Here the birth from an unbroken line
Born the healer, the seventh, his time
Unknowingly blessed and as his life unfolds
Slowly unveiling the power he holds
Iron Maiden — «Seventh Son of a Seventh Son»
El trío de sombras se deslizaba como almas rasgadas, a merced de un titiritero invisible oculto entre las copas de los árboles. La tierra vomitaba su aliento fétido mientras las lombrices removían montículos de carne, vísceras y huesos; la luna, único farol de la penumbra.
Las sombras cavaron con las uñas una fosa. Se tomaron de las manos, cerradas en círculo, y recitaron en lengua marchita durante infinitos latidos de corazón. Vino el silencio, mudez expectante. La contorsión de sus cuerpos informes avivó la nebulosa disparidad de sus extremidades; los espasmos fueron acompañados por arcadas antes de que un chorro amniótico brotara de sus bocas. La fosa se llenó de linfa hasta el tope. El burbujear parecía reírse como si celebrara el haberse liberado.
—Tráelo —dijeron—. Tráelo.
Tragué grueso. Esperaba que se hubiesen olvidado de mí. Agarré la jaulita de madera e intenté ignorar su interior. No pude. Sus manitas apretaban en vano los barrotes; no se romperían: el sortilegio atontaba sus fuerzas. Chilló, como solo chillan los duendes al ser capturados en medio de una travesura. Qué panzón era, rastro de banquetes y orgías con los grillos. Vestía hojas secas, lo único que le dejaron conservar.

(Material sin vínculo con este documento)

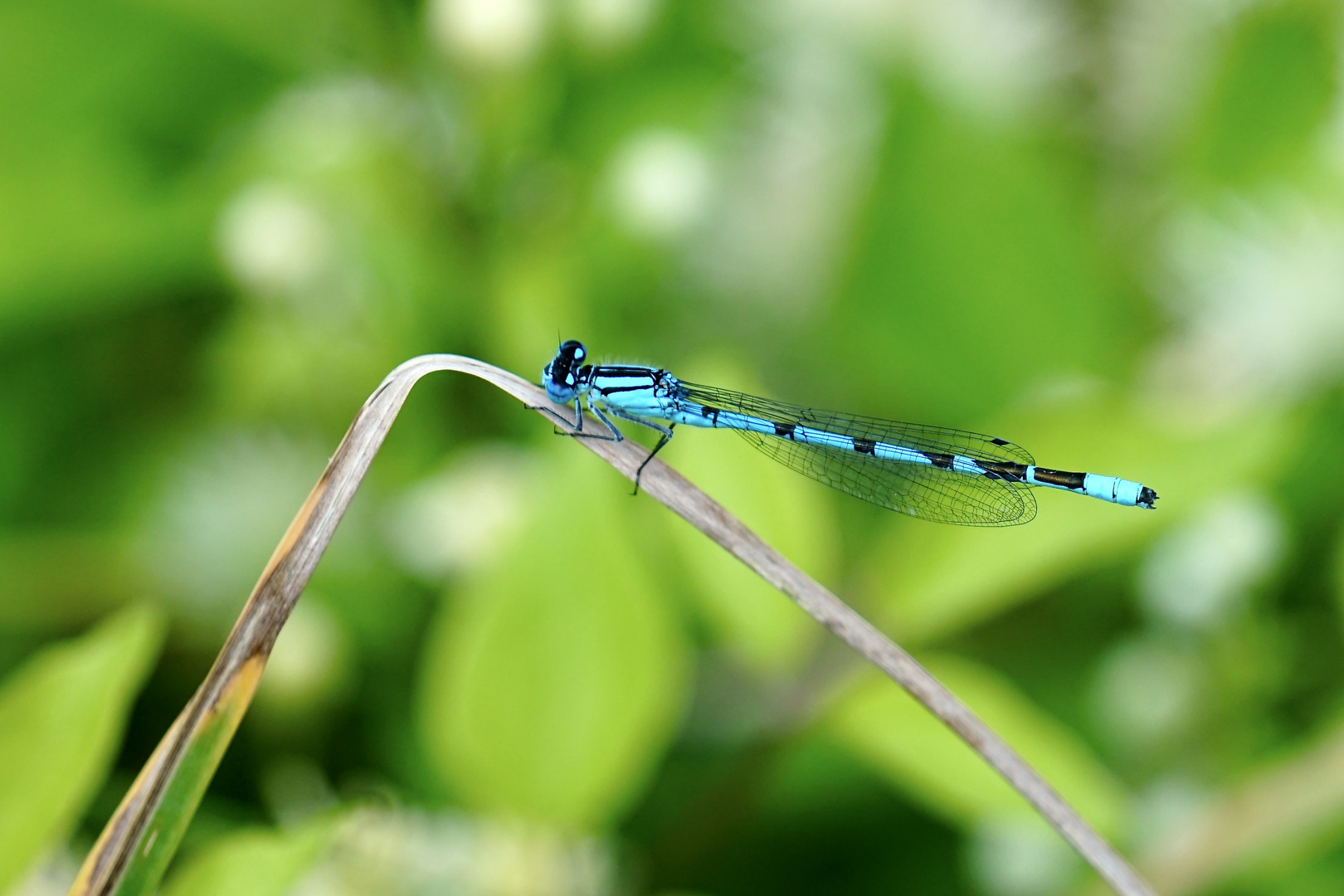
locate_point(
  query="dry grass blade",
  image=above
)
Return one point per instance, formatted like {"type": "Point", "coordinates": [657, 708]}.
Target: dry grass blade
{"type": "Point", "coordinates": [134, 848]}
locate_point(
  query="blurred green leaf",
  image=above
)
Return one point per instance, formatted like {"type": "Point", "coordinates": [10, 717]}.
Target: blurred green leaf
{"type": "Point", "coordinates": [54, 581]}
{"type": "Point", "coordinates": [762, 626]}
{"type": "Point", "coordinates": [934, 579]}
{"type": "Point", "coordinates": [293, 35]}
{"type": "Point", "coordinates": [1273, 90]}
{"type": "Point", "coordinates": [61, 720]}
{"type": "Point", "coordinates": [112, 121]}
{"type": "Point", "coordinates": [253, 863]}
{"type": "Point", "coordinates": [884, 726]}
{"type": "Point", "coordinates": [977, 271]}
{"type": "Point", "coordinates": [554, 683]}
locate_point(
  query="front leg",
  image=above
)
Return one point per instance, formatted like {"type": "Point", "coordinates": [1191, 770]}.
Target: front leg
{"type": "Point", "coordinates": [665, 437]}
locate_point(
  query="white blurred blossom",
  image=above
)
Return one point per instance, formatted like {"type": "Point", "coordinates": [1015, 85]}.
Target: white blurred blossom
{"type": "Point", "coordinates": [793, 179]}
{"type": "Point", "coordinates": [1020, 856]}
{"type": "Point", "coordinates": [1163, 811]}
{"type": "Point", "coordinates": [489, 34]}
{"type": "Point", "coordinates": [52, 876]}
{"type": "Point", "coordinates": [273, 238]}
{"type": "Point", "coordinates": [336, 124]}
{"type": "Point", "coordinates": [660, 183]}
{"type": "Point", "coordinates": [308, 657]}
{"type": "Point", "coordinates": [1198, 571]}
{"type": "Point", "coordinates": [463, 518]}
{"type": "Point", "coordinates": [986, 56]}
{"type": "Point", "coordinates": [1259, 296]}
{"type": "Point", "coordinates": [410, 853]}
{"type": "Point", "coordinates": [219, 514]}
{"type": "Point", "coordinates": [1159, 54]}
{"type": "Point", "coordinates": [609, 24]}
{"type": "Point", "coordinates": [1146, 692]}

—Perdón —susurré, a lo que me contestó con una maldición inaudible.
Pero esa maldición se volvió súplica. Al acercarme a la tríada de sombras, no paró de convulsionar dentro la jaulita, de lanzar puñetazos, de llamar a los suyos. Nadie acudió, y agradecí, porque no quería saber qué otras cosas vivían monte adentro.

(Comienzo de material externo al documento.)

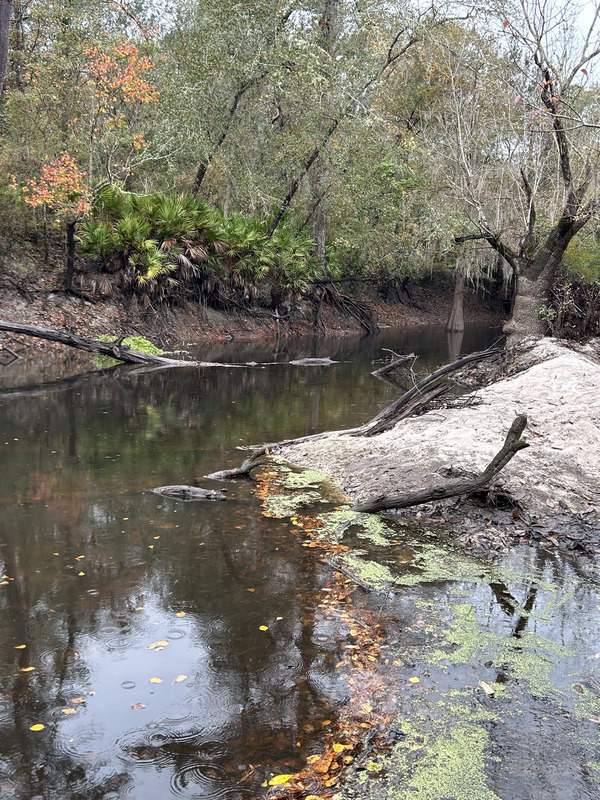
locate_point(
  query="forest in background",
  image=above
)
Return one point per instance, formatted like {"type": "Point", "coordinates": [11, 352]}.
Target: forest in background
{"type": "Point", "coordinates": [237, 154]}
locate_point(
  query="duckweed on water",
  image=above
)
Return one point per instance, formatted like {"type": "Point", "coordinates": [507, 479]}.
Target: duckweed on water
{"type": "Point", "coordinates": [377, 576]}
{"type": "Point", "coordinates": [531, 659]}
{"type": "Point", "coordinates": [442, 754]}
{"type": "Point", "coordinates": [287, 505]}
{"type": "Point", "coordinates": [368, 526]}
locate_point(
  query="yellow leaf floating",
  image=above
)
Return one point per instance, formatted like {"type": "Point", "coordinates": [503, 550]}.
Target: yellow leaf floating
{"type": "Point", "coordinates": [279, 779]}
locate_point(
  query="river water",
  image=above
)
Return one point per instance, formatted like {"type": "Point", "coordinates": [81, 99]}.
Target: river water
{"type": "Point", "coordinates": [190, 650]}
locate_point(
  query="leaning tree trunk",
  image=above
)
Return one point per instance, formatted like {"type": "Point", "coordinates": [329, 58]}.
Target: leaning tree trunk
{"type": "Point", "coordinates": [456, 321]}
{"type": "Point", "coordinates": [6, 7]}
{"type": "Point", "coordinates": [71, 226]}
{"type": "Point", "coordinates": [525, 319]}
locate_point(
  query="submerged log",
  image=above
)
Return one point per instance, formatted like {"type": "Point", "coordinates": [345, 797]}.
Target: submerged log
{"type": "Point", "coordinates": [399, 409]}
{"type": "Point", "coordinates": [112, 349]}
{"type": "Point", "coordinates": [512, 444]}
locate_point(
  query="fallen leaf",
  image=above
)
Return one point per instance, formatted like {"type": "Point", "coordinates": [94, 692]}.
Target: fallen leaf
{"type": "Point", "coordinates": [279, 779]}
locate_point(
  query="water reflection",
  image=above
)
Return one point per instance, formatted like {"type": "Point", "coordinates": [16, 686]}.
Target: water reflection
{"type": "Point", "coordinates": [97, 571]}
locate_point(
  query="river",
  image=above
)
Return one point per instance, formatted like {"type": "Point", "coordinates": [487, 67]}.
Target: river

Las sombras me arrancaron la jaulita. Se la turnaban como una pelota; recordé cuando jugaba a la papa caliente con mis amiguitos del colegio. Finalmente la abrieron y una de ellas tomó al duende por el pescuezo; pataleaba con esos piecitos de rama, con la rabia de un jardín incendiado. Otra de las sombras desembozó un cuchillo de hueso y mi cobardía me obligó a apartar la vista.
Algo en la espesura del mundo se ahogó.
Escuché un salpicar fragmentado y luego el chapuzón de un cuerpo hundiéndose. Volví a mirar. Las sombras se arrodillaban al borde de la fosa, ese cuenco nacido de la tierra al que le hablaban, al que le ordenaban; sentí que una puerta se abría contra toda advertencia. La Luna se fue opacando, como si se desangrara en el reflejo del charco de la fosa; allí estaba, brillante, hasta que las manos de las sombras se sumergieran y borronearan. Sacaran el cuerpo del duende, ahora hecho una masa parecida a un novillo recién nacido.
La luz se ocultó en ese cuerpecito.
Luna negra en el cielo.
Velas sin padre.
Todo fue oscuridad.
El peso del feto me fue depositado en brazos y empecé a mecerlo al canto de una nana.
***
Cuando regresé a Caracas llevaba tres días sin electricidad en aquel abril. Mi esposa seguía haciendo inventario de nuestros enlatados, y a pesar del calor y la incertidumbre, tarareaba en un humor que hacía años no le veía. Yo fumaba en la ventana para espantar a las guacamayas; las personas caminaban por la avenida infestada de basura, de regreso a sus casas antes de que la noche los agarrara.
Apagué el cigarro.
Desde el cuarto del fondo, escuché el llanto repentino de nuestro primer hijo y volvió la luz.